I have a question regarding the HSDP case:
If different shard groups write data to storage, could this lead to data corruption?
Ideally, should only the first shard group read the data, broadcast it, and handle writing to ensure consistency?

Activity

qsh-zh

qsh-zh commented on Dec 2, 2024

@qsh-zh
Author

maye @tianyu-l @fegin know ?

fegin

fegin commented on Dec 2, 2024

@fegin
Contributor

If different shard groups write data to storage, could this lead to data corruption?

Why would this lead to data corruption?

Ideally, should only the first shard group read the data, broadcast it, and handle writing to ensure consistency?

DCP will only save one copy of the data if the data is replicated across ranks. It is not necessary the first rank/first group will save the replicated data. DCP will decide this during the planning phase.

qsh-zh

qsh-zh commented on Dec 2, 2024

@qsh-zh
Author

@fegin
Thank you for your explanation.

Why would this lead to data corruption?

When multiple processes write to the same file, isn’t it common to encounter data corruption without proper file locks or scheduling mechanisms?

DCP will only save one copy of the data if the data is replicated across ranks.

Interesting—thank you for clarifying.

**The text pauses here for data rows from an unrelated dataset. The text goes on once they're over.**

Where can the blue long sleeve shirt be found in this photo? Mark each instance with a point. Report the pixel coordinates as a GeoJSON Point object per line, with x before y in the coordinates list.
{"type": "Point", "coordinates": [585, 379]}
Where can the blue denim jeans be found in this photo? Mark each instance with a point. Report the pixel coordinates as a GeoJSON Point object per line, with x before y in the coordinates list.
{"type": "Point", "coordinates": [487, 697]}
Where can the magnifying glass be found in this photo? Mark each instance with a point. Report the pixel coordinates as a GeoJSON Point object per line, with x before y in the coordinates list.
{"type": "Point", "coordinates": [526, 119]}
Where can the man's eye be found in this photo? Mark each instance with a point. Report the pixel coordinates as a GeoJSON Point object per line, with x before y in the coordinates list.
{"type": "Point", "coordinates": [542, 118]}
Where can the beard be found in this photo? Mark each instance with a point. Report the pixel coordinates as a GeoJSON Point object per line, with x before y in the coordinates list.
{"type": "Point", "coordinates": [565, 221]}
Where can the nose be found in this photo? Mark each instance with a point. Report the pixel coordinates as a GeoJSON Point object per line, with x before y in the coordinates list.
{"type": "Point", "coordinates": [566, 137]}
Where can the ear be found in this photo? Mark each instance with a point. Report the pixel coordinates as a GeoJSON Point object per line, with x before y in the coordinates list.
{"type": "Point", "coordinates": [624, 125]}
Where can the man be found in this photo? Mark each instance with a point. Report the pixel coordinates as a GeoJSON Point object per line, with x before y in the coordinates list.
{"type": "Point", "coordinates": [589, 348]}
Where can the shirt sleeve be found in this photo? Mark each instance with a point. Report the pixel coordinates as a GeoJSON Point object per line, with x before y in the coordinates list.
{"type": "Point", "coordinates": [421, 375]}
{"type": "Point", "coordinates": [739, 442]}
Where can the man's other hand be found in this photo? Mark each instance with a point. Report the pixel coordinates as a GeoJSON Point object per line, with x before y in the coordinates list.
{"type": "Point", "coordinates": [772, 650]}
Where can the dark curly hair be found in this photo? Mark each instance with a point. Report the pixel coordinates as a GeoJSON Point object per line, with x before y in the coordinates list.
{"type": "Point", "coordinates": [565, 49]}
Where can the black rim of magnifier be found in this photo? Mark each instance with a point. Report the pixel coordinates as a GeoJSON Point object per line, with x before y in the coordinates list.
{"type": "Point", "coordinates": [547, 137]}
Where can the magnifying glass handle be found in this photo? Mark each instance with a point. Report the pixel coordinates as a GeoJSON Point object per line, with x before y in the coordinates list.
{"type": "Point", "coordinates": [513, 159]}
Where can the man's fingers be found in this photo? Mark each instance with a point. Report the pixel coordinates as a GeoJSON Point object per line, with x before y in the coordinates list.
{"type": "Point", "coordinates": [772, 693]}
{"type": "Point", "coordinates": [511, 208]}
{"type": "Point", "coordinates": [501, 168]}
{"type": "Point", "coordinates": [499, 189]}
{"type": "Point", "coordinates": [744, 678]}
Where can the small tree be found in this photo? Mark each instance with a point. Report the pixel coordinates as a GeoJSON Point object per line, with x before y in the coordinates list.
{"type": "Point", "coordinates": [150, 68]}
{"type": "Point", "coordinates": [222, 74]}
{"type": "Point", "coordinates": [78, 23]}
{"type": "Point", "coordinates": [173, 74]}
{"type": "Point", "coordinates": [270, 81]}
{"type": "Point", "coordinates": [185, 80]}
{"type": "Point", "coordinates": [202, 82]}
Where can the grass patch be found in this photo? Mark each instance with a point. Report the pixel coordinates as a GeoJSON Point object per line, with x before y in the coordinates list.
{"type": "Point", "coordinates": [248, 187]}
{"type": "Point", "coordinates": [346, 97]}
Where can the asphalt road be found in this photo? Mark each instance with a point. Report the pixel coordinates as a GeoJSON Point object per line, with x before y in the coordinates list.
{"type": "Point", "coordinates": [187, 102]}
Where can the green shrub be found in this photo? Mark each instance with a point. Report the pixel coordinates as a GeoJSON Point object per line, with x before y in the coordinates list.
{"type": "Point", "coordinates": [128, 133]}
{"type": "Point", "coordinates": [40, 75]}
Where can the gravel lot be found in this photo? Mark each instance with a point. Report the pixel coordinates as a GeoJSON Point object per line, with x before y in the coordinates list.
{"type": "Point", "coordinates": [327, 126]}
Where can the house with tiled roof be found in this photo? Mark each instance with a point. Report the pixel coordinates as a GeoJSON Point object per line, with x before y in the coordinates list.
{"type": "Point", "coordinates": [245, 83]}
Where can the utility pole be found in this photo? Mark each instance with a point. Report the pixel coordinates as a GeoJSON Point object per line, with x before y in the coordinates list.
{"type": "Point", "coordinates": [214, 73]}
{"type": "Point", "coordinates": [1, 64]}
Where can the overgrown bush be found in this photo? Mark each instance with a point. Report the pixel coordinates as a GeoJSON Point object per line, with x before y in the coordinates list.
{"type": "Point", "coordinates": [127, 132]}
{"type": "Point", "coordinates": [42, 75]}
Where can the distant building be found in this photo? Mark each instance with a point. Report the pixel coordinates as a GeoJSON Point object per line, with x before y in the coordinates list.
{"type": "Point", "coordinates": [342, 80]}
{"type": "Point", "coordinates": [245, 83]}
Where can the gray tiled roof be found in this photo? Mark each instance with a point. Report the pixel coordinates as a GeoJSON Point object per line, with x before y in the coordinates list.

If there’s a planner coordinating the writes, the file system corruption issue should not occur.

In the meantime, I’ve been exploring the DCP implementation and APIs. However, there is no detailed documentation explaining the coordinator or planner components.

I’d like to share what I’ve found so far. Please correct me if I’m mistaken, and hopefully, this will help others as well:
• dcp.save has an argument called process_group.
• The _DistWrapper class accepts the process_group.
• In this code snippet, central_plan: SavePlan = distW.reduce_scatter("plan", local_step, global_step) seems to coordinate the saving process.
• If we pass process_group=None, this code handles deduplication for world PG

Based on this logic, it seems that setting process_group=None might be the best approach. Could you confirm if this should always be the case? When do we need pass non None arg for process_group?

Additionally, I have another question:
Does the logic of dcp.load work similarly to dcp.save, or do all ranks operate independently without synchronization? For replicated groups, do they read the same data? It seems there are no deduplication and broadcast states.

fegin

fegin commented on Dec 3, 2024

@fegin
Contributor

When multiple processes write to the same file, isn’t it common to encounter data corruption without proper file locks or scheduling mechanisms?

Yes, but even if DCP's planner decides to save multiple copies, it still won't cause data corruption because different ranks write to different files.

What your understanding is mostly correct. As for world PG, there may be case where users would like to save among only a subset of ranks, this is not common but some advanced users may have their own infra architectures design that is not common as well.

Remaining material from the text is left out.